Un territoire gigantesque et morcelé qui incluait notamment les principautés de ce qui n’était pas encore l’Allemagne, l’Autriche, le Tyrol, la Suisse (jusqu’en 1501) et la Bosnie-Herzégovine à l’est, et, à l’ouest, les anciens Etats de Bourgogne (par le mariage de Maximilien avec Marie, héritière de Charles le Téméraire), qui possédaient une bonne partie des Pays-Bas. Plus l’Espagne et un gros morceau de l’Italie, mais cela sort de notre propos.
Une mosaïque parfaitement reflétée par trois expositions qui couronnent un travail de plus de quatre ans de recherches menées à l’Institut national d’histoire de l’art par Isabelle Dubois-Brinkmann, conservatrice en chef du patrimoine, et Aude Briau, doctorante. S’appuyant sur une équipe internationale, elles ont dressé un répertoire d’environ 500 œuvres produites entre l’Allemagne et l’Autriche, la Suisse du Nord et l’Alsace, à la fin du Moyen Age et à la Renaissance (de 1370 à 1550), toutes conservées dans les collections publiques françaises. Leur analyse approfondie a permis de nombreuses restaurations, quelques découvertes, et deux ou trois propositions de réattribution spectaculaires (un Dürer notamment), si tant est qu’elles soient validées par le reste de la communauté scientifique.
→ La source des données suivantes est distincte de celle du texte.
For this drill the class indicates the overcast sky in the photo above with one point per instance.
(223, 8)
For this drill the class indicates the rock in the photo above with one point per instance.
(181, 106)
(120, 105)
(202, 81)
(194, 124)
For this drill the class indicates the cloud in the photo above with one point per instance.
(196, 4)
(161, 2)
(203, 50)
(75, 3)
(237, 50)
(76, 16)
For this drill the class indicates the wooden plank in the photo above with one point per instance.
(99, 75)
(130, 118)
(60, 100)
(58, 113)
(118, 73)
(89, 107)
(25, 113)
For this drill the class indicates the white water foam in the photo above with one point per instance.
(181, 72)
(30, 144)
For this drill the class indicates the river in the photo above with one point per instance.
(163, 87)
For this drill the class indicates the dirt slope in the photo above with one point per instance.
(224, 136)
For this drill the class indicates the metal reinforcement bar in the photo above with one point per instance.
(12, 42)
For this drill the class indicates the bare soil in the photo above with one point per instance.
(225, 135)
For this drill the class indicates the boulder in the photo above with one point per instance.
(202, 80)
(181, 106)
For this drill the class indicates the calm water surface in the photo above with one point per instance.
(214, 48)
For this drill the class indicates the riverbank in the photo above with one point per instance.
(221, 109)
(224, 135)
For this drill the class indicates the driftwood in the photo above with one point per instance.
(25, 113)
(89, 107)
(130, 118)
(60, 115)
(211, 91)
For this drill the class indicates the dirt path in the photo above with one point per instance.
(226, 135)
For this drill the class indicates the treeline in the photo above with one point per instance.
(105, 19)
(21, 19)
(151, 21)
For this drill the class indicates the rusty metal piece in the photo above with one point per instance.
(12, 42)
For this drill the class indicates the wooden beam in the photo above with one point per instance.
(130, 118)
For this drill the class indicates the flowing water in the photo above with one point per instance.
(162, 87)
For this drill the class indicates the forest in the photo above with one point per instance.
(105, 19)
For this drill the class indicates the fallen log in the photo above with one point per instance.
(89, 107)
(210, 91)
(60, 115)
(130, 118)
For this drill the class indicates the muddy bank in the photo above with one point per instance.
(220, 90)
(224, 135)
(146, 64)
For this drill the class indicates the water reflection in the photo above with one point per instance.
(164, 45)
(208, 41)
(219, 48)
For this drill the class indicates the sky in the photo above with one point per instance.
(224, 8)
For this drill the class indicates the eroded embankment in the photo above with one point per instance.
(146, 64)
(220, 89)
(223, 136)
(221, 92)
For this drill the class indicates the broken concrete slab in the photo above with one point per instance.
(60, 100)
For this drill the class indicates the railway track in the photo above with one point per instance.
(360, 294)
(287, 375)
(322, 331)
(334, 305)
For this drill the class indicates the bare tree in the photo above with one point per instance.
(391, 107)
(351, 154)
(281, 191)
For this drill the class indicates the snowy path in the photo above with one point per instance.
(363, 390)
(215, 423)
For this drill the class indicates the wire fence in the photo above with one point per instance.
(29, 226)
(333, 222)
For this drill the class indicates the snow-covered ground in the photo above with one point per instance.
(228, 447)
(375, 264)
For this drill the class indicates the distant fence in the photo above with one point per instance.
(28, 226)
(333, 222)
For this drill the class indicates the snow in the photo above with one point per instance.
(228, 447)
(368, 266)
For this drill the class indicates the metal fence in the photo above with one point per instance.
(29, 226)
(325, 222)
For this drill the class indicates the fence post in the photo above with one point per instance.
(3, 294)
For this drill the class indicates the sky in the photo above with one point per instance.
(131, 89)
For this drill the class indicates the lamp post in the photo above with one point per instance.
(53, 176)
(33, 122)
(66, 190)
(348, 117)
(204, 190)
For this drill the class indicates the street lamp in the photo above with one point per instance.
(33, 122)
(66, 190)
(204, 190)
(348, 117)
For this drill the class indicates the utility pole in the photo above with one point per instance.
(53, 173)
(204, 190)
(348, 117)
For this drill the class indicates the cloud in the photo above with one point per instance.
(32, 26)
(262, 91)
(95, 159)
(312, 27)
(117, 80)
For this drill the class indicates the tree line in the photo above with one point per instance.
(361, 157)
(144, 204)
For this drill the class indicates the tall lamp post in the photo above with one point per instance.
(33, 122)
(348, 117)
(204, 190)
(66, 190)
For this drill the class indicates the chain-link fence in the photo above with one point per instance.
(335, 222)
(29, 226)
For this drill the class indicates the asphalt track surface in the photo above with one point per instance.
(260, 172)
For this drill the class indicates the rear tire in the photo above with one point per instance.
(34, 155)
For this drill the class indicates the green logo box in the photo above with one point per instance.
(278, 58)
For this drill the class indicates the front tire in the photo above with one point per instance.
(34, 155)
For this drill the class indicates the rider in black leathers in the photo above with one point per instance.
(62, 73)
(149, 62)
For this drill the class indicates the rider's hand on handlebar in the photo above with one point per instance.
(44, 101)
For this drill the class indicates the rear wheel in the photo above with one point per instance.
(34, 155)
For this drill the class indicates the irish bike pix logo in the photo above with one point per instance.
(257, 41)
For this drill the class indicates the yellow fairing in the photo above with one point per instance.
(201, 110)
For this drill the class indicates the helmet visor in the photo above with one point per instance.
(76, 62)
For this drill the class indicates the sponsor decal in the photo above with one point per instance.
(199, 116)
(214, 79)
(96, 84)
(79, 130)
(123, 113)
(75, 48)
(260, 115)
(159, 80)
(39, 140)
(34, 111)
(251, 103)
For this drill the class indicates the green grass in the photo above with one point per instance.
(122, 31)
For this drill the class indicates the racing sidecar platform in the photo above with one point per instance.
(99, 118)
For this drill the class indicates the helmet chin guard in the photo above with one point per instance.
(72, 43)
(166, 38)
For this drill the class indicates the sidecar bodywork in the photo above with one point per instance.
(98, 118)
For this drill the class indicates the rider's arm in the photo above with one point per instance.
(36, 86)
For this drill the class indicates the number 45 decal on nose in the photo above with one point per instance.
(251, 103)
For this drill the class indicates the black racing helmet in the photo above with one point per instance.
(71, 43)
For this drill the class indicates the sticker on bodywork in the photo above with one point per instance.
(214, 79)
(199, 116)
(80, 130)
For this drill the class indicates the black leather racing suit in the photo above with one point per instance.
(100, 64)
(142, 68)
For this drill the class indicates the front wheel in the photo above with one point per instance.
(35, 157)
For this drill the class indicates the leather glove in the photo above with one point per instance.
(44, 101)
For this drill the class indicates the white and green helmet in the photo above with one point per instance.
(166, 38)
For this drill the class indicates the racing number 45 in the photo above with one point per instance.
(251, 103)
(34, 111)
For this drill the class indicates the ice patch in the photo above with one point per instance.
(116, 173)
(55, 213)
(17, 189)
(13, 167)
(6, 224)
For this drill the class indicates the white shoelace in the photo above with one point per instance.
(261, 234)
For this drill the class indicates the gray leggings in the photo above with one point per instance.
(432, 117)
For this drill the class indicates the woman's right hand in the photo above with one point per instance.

Martyres et temps troublés
Une bonne partie de ce corpus (un peu moins de la moitié) fait donc l’objet de trois expositions simultanées : à Dijon sont montrées, sous le titre « Maîtres et merveilles », les peintures des XIVe et XVe siècles ; à Besançon (« Made in Germany »), les œuvres de la Renaissance et leurs copies ultérieures, et, à Colmar (« Couleur, gloire et beauté »), les peintures exécutées dans le Rhin supérieur. On ne saurait trop recommander la visite successive des trois expositions : outre que cela promet un week-end agréable et instructif, on aura un aperçu très intéressant de la manière dont un même sujet peut être mis en espace selon des façons radicalement différentes, ce qui apprend beaucoup sur l’art de scénographier une exposition aujourd’hui, entre l’accrochage rigoureux et aéré de Dijon, celui, classique, de Besançon, et enfin celui à hauteur d’enfant, sympathique, pédagogique, souvent ludique et drôle, mais assez déroutant, de Colmar.